Study On Nonlinear Static Behavior Of Siduhe River Suspension Bridge

Suspension bridge distinguishes from other kind of bridge for its unique mechanical behavior, and it is the preferabale choice for long span bridges due to its great spanning capacity. Suspension bridge is a strongly nonlinear structure while it is analyzed by a linear method in engineering caculation because of the complexity and large workload of nonlinear analysis. This thesis compares the results of nonlinear analysis in detail with that of linear analysis, based on the Siduhe Rive Suspension Bridge of Shanghai-Chengdu Expressway. Some conclusions are obtained, which are useful references for engineering practice.First, Co-rational method, a common method used in suspension bridge nonlinear analysis, is introduced in this thesis.
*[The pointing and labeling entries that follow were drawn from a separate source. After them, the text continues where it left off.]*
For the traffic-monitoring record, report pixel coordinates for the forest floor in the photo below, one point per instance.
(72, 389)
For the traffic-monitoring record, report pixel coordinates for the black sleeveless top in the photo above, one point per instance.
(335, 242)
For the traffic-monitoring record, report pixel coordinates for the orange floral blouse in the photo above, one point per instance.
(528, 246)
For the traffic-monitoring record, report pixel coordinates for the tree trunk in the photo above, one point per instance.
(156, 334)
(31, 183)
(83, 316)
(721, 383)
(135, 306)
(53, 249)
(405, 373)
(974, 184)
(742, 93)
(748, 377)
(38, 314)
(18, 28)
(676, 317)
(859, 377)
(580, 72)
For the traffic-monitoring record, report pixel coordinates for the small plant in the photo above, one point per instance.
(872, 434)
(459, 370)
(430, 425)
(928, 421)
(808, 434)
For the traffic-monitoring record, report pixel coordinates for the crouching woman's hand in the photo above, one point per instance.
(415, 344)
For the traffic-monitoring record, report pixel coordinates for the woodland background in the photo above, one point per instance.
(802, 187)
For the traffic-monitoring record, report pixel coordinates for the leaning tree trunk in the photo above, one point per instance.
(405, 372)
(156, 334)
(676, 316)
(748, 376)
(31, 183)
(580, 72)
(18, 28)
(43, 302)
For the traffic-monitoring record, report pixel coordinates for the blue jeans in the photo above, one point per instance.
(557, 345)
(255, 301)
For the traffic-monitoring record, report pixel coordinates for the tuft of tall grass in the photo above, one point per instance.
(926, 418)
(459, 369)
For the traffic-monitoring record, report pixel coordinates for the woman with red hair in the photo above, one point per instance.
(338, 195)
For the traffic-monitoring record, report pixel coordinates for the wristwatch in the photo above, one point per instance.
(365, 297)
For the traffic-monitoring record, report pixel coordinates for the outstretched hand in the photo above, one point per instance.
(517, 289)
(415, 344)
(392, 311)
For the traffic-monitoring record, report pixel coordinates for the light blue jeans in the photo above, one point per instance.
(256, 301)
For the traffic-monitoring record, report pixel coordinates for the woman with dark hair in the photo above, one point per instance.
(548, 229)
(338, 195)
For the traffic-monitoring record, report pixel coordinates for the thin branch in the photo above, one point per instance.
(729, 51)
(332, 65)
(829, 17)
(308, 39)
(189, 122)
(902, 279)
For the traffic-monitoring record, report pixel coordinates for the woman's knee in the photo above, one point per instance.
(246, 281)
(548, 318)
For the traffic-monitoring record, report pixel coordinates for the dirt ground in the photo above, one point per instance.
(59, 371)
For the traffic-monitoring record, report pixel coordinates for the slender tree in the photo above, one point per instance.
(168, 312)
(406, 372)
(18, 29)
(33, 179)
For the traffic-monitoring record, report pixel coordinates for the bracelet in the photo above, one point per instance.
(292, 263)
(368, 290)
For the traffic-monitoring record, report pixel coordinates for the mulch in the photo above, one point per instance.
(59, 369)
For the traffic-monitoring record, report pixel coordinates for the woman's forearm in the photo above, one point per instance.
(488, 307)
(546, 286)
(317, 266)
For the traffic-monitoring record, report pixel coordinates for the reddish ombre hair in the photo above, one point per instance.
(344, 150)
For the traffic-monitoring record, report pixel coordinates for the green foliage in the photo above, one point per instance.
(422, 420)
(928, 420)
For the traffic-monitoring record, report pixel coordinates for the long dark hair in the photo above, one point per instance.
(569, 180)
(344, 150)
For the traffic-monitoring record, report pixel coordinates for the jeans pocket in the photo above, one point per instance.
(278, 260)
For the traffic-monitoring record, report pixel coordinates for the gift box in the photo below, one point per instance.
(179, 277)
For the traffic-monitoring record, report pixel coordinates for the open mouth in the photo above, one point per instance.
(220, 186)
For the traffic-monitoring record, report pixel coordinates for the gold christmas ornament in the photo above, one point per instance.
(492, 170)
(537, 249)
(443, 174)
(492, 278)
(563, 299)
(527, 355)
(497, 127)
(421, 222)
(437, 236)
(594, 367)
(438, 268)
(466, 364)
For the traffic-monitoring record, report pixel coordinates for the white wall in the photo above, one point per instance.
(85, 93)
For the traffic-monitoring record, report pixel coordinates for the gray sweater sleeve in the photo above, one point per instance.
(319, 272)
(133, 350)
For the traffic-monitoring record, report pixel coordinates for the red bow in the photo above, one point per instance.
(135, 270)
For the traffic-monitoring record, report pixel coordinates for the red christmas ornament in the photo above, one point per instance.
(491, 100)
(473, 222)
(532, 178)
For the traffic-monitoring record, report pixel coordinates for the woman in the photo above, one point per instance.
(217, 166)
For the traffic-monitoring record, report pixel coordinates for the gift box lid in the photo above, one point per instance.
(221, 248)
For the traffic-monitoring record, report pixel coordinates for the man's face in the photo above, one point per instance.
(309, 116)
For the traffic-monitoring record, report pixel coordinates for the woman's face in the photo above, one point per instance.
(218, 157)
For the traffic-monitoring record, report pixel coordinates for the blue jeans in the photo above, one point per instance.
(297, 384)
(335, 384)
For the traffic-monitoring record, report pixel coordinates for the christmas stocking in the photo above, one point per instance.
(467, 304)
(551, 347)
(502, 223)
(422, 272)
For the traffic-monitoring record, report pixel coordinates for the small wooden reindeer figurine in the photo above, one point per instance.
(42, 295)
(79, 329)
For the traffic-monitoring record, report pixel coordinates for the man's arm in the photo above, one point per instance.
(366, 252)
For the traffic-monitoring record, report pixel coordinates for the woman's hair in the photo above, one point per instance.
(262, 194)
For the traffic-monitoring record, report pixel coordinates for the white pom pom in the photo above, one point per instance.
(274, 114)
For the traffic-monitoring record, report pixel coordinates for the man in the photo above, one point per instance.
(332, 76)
And the algorithms of the nonlinear equations (increment method, iteration method and combination of increment and iteration method) are reviewed also.Then, construction stage analysis is performed. A planar FEM model is established with Suspension Bridge Construction Control system SBCC. The change of the system stiffness and loads in variable stages is fully considered and the movement and deformation of the saddles are taken into account. Nonlinear finite element method is employed in construction stage analysis. The shape of the main cables,the internal force and displacement of the main cables,cable pylons,hangers and stiffening girder are computed in each construction stage including the final stage. The regularity of the internal force and displacement change of the suspension bridge under vertical load is analyzed.Finally, the service stage analysis is performed. Midas/Civil,a structure analysis and optimal design system for civil structures,is used. A 3-D FEM model is established, in which the finished state of the bridge is the initial state. Effects of the three kinds of live loads (vehicle load, static wind load and temperature load) are considerd. Further more, discrepancies between the results of nonlinear analysis and that of linear analysis are discussed. It is shown that the nonlinear effects of this bridge are not so obvious, since stiffeness of the bridge becomes larger in service stage.